Escribir

Ya en la anochecida de cualquier día uno se pone a escribir. En el silencio de la noche los pensamientos se van consolidando en la quietud placentera del momento, buscando palabras, pulsando el abecedario en el teclado oscuro del ordenador para plasmar algo digerible para el lector. En tiempos no muy remotos usábamos la máquina de escribir. El teclear incesante de las letras sobre el papel rompía el sigilo de la habitación como una aparente realidad que quería buscar su trascendencia.

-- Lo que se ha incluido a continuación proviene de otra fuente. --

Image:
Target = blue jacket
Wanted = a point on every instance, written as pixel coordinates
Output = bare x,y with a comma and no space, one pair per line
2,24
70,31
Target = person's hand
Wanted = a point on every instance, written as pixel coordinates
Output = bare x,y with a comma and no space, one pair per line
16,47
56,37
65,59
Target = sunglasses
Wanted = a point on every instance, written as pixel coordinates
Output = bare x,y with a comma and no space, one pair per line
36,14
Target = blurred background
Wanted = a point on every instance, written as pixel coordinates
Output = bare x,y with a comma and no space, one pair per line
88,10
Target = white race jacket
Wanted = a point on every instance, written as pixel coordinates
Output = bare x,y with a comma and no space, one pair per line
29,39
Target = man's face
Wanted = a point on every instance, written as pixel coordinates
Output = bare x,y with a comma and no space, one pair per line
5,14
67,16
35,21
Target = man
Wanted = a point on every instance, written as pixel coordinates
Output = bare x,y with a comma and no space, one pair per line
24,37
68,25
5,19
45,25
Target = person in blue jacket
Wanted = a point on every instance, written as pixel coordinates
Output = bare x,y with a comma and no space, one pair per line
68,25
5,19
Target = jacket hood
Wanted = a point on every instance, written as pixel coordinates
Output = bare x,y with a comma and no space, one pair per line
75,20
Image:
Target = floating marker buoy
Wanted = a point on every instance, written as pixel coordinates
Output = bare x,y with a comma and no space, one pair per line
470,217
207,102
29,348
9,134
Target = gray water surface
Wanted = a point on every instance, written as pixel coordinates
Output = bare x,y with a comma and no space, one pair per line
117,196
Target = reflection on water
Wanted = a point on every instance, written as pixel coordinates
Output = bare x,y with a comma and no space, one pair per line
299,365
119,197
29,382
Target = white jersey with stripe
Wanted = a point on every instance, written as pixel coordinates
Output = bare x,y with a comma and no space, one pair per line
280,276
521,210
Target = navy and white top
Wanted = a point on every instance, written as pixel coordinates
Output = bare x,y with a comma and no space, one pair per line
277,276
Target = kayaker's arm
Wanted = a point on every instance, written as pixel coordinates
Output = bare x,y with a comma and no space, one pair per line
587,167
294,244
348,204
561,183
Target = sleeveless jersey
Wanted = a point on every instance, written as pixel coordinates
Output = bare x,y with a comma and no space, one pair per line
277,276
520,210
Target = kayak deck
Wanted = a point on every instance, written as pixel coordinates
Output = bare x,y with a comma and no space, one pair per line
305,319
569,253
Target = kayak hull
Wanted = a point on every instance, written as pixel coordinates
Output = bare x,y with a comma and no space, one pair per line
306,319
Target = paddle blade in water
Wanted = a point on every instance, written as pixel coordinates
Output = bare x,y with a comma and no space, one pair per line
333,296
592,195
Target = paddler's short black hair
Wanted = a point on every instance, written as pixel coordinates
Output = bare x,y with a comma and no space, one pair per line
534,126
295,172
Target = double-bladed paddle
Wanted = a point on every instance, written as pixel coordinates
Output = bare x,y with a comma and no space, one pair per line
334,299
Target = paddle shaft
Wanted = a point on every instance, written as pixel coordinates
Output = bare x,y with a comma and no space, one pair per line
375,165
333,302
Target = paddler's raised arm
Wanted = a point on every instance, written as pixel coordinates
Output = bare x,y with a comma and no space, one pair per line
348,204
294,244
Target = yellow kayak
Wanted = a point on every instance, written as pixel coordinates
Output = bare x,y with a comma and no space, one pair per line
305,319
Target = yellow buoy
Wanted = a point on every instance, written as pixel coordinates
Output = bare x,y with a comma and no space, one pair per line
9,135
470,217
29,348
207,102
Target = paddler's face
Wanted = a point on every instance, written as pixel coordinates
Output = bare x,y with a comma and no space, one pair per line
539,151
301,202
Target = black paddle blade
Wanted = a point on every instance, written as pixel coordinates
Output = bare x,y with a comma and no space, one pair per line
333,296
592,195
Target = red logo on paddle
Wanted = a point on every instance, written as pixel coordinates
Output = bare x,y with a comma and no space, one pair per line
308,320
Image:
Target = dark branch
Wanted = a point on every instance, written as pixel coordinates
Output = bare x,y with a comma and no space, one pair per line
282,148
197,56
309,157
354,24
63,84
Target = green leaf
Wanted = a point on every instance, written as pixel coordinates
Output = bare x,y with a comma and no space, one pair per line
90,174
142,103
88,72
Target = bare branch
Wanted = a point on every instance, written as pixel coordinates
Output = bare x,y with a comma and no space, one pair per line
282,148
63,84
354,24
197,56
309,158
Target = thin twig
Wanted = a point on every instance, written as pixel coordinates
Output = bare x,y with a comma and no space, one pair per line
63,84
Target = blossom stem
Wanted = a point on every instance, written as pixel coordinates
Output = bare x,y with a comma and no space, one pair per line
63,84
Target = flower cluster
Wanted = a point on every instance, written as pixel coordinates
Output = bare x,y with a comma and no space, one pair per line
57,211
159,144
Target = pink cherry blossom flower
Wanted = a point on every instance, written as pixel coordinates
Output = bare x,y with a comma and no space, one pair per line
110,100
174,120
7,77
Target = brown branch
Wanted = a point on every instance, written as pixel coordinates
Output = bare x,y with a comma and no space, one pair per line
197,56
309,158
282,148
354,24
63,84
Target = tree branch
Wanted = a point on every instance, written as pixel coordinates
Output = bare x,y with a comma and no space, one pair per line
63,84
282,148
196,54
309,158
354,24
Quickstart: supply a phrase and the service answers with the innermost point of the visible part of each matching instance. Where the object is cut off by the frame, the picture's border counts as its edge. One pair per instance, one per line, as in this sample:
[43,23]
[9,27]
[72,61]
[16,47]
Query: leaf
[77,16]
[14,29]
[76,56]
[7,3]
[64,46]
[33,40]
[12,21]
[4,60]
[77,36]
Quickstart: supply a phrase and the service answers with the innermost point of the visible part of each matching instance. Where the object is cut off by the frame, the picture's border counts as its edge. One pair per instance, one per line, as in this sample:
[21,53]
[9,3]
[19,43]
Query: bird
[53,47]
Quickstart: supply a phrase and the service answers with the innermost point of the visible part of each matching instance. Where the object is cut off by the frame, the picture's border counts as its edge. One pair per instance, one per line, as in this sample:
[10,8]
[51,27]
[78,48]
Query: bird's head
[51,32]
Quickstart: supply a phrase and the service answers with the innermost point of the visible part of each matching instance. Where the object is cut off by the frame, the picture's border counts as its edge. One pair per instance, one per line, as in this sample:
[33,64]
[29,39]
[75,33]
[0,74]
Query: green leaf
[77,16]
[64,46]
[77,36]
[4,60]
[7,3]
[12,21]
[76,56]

Pero pese al tiempo frenético de ahora con la modernidad descuartizando costumbres y ejercicios en los medios, lo que no puede cambiar nunca en el ánimo del que escribe es la angustia del folio en blanco, esa orfandad de ideas, de encontrar lo esencial de las palabras, el buen estilo para desarrollar un escrito que siempre va buscando la infinita complacencia del que lo lee.

Como uno ya va peinando canas, me permito pulsar el sentimiento de la evocación. El recuerdo que siempre perfila los buenos momentos, en especial los de la lectura. Memoria entusiasta tengo de aquellos artículos breves de Cesar González-Ruano en el ABC, su “Penúltima hora”, leídos en la adolescencia hasta que la muerte lo apartó de sus felicidades y delirios. Aquella estampa entre romántica y significativa cuando escribía en el café Teyde madrileño con pluma y tintero, redactando en ocasiones hasta más de tres artículos diarios. Él tan trascendente en su tiempo, genial en sus escritos, bohemio vital en sus alcoholes, buscando su realidad existencial, vividor y truhan como lo señalan ahora sus biógrafos, entresacando entre los archivos sus fechorías, también, dicen, que desmanes, cometidos en los días bélicos, aquellos para olvidar, entre combates y arrogancias.

Escribir como lo hacía también el maestro Francisco Umbral, obsesivo escritor sin límite de folios impregnados de metáforas, con un fuerte lirismo desgarrado, usando un lenguaje revelador y cambiante, tecleando con ardiente pasión su máquina de escribir, su Olivetti de alma, llevadera con veneración entre las pensiones de un Madrid cosmopolita y redentor; cuando Umbral era pobre, pero iba fijando en su biografía el de llegar a ser personaje de alto cuño literario y social, pues lo logró con el rigor y el trabajo de su oficio llevadero hasta el extremo de su arrebatado frenesí por la palabra escrita. La brillante sagacidad de Manuel Vicent, que lo conoció en todos aquellos saraos y parnasos literarios, escrutando esa ansiedad perenne de Umbral dijo de él que “llevaba el abecedario en la yema de sus dedos”.

Dos ejemplos de grandeza literaria que escribieron la realidad de sus vidas y el paisaje de sus vivencias con el enorme talento de sus estilos, pues eran muy parecidos, ya que el discípulo aprendió de su maestro con esa fluidez que deja el entusiasmo y la admiración, sabiendo narrar la esencia de la vida, sus pasiones y sus sueños con un lenguaje sublime y arrebatador en muchos de sus escritos. Todo ello en un tiempo decadente y trivial, complejo y atormentado, también como el nuestro, que los buenos escritores saben plasmar, exigir o denunciar en las columnas de los periódicos, usando las palabras impregnadas de sabiduría en la gramática viva de sus experiencias y en el desvelo bien formado de sus juicios y emociones.